Capstone: Milestone Report

Elijah Appiah
January 08, 2022

Introduction

This project analyzes the HC Corpora Dataset with the end goal of creating a Shiny App for predicting n-grams. This first milestone report summarizes an exploratory data analysis.

File Summary

Three data files sourced from blogs, news, and twitter were read into R. The news file had hidden null characters preventing a full file read and these null characters required hand deletion with Notepad++ prior to file loading.

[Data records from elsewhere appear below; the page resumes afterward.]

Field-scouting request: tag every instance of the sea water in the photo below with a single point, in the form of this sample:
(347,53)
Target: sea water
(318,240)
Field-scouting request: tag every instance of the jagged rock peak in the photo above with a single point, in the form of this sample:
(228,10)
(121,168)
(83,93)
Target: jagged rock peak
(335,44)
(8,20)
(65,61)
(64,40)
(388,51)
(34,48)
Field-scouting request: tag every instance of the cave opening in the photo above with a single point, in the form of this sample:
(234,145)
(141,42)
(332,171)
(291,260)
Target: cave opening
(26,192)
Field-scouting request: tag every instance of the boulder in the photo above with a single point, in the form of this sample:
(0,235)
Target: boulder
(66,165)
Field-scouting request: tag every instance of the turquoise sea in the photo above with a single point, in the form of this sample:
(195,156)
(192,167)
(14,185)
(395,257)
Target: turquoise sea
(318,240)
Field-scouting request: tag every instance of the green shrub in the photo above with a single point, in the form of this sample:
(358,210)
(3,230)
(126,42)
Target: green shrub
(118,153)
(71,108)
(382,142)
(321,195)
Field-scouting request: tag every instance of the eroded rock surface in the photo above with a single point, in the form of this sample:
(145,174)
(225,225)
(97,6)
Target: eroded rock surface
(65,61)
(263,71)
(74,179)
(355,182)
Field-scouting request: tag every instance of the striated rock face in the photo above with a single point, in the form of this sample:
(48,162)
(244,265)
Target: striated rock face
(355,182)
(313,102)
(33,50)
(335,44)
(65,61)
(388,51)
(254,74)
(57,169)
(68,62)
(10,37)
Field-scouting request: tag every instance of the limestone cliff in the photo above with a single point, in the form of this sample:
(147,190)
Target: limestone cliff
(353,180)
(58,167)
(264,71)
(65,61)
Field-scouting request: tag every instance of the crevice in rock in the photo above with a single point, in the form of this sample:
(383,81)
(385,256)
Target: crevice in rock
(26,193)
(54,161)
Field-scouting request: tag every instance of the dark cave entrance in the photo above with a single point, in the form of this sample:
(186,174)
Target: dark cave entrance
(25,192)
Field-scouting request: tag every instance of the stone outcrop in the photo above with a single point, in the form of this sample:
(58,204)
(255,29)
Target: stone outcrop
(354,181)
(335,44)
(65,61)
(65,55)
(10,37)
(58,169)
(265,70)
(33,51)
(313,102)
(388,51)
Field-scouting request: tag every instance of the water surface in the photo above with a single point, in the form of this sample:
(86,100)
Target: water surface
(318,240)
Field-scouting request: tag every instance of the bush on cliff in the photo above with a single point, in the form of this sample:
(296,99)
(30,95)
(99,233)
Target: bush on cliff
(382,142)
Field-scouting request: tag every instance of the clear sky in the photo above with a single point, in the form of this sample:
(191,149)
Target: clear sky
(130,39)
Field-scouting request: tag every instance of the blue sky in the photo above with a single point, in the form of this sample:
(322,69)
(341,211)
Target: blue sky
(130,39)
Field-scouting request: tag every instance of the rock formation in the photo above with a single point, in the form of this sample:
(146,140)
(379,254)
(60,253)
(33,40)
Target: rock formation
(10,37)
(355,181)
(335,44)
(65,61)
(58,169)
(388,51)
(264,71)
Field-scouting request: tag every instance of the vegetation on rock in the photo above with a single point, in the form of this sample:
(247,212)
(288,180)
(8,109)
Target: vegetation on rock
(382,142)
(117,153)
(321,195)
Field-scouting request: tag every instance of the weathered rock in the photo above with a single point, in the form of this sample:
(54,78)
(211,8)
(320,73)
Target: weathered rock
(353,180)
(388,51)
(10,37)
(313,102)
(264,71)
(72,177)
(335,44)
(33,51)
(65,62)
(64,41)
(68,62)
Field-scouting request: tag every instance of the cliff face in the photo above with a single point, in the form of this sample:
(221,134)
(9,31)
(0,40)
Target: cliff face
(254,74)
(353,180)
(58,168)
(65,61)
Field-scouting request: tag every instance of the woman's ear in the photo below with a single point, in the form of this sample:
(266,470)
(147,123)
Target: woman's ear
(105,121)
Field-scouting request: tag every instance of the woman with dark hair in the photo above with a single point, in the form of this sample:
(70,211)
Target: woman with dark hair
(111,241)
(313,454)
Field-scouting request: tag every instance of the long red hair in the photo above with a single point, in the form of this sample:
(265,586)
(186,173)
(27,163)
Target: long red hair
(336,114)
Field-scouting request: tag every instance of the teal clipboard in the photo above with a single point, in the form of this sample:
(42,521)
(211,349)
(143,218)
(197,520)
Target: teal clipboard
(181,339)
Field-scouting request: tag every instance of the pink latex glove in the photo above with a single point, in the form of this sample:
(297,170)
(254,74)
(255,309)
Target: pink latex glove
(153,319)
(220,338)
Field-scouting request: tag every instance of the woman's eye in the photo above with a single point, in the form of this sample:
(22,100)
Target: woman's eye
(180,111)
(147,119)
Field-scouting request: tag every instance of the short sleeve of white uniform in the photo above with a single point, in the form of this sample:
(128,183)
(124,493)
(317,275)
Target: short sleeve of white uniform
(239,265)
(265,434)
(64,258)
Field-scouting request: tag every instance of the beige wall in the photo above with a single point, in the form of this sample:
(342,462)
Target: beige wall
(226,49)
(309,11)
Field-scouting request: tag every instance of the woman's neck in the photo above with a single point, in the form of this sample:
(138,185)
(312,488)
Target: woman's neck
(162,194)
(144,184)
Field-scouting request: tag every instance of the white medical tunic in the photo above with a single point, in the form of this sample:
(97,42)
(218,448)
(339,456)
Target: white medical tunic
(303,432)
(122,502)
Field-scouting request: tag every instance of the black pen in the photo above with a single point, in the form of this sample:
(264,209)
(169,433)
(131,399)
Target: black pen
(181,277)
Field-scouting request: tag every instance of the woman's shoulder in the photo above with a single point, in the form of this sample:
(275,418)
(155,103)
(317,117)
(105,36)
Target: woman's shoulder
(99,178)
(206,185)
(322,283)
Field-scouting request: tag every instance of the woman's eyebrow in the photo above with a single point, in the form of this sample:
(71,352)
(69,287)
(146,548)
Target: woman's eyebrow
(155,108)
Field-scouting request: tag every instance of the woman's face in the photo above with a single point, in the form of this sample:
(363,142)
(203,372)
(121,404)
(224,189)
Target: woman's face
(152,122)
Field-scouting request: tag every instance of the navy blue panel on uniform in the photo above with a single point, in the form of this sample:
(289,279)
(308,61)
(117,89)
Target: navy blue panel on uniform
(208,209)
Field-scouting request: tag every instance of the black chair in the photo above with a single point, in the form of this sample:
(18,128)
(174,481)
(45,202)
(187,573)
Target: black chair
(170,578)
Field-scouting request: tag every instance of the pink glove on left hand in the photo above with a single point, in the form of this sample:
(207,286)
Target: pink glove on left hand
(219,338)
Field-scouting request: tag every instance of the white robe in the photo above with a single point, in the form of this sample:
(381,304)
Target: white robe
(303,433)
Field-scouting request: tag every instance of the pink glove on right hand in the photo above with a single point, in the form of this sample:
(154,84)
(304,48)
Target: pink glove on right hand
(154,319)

f_names f_size f_lines n_char n_words pct_n_char pct_lines pct_words
blogs 200.4242 899288 208361438 37334131 0.36 0.21 0.37
news 196.2775 1010242 203791400 34372528 0.35 0.24 0.34
twitter 159.3641 2360148 162385035 30373583 0.28 0.55 0.30

Processing files of this size pushed up against R’s memory limits and ran slowly. To facilitate analysis, we sampled ten percent of the lines from each file. We cleaned the sample and created n-grams. To further speed processing, we subsetted the n-grams to those that covered 90% of the sample phrases. A fully reproducible version of this data analysis is available on Github.

Uni-grams

The corpora are populated with many acronyms and abbreviations such as “rt” for re-tweet, “lol” for laugh out loud, “ic” for I see. Notably, we chose to leave the short hand “im” for I am and “dont” for don’t / do not as is, hence they show up as uni-grams.

Uni-gram Wordcloud

Word distribution can be summarized with a word cloud, where word size/color represents frequency. The words, “im”, and “time” show up as most frequent followed by “people”, “dont”, “day”, and “love”. This is a popular visual method, but we prefer the relative frequency column plots shown below.

Uni-grms, By Source

The different files - blogs, news, twitter - had different word relative frequencies. Notice that in terms of most frequent words, “rt” occurs only on twitter, “ic” and “donc” only in blogs, and “city”, “percent”, “county” only in news.

Uni-gram Distribution

Distributions were created for each set of n-grams, based on relative frequency.

Bi-gram Distribution

Tri-gram Distribution

Quad-gram Distribution

N-gram Prediction Model

I anticipate using the n-gram tables created for bi-gram, tri-grams, and quad-grams as the basis for prediction. The user will input a word, the model will find the bi-gram with the greatest relative frequency given that word. Similarly, the tri-gram table will be used for making predictions from two word entries and so on.

word1 word2 word3 word4 n proportion coverage
the end of the 806 8.93e-05 0.0000893
at the end of 656 7.27e-05 0.0001619
the rest of the 651 7.21e-05 0.0002340
for the first time 613 6.79e-05 0.0003019
at the same time 506 5.60e-05 0.0003580
is going to be 482 5.34e-05 0.0004113

Notice in the guad-gram table, that the 4-grams are separated by word and arranged by relative frequency. When the user inputs three words, the model matches those words and then finds the fourth word with the greatest relative frequency. Cases where there is no match, or where more than three words are entered, will have random completion.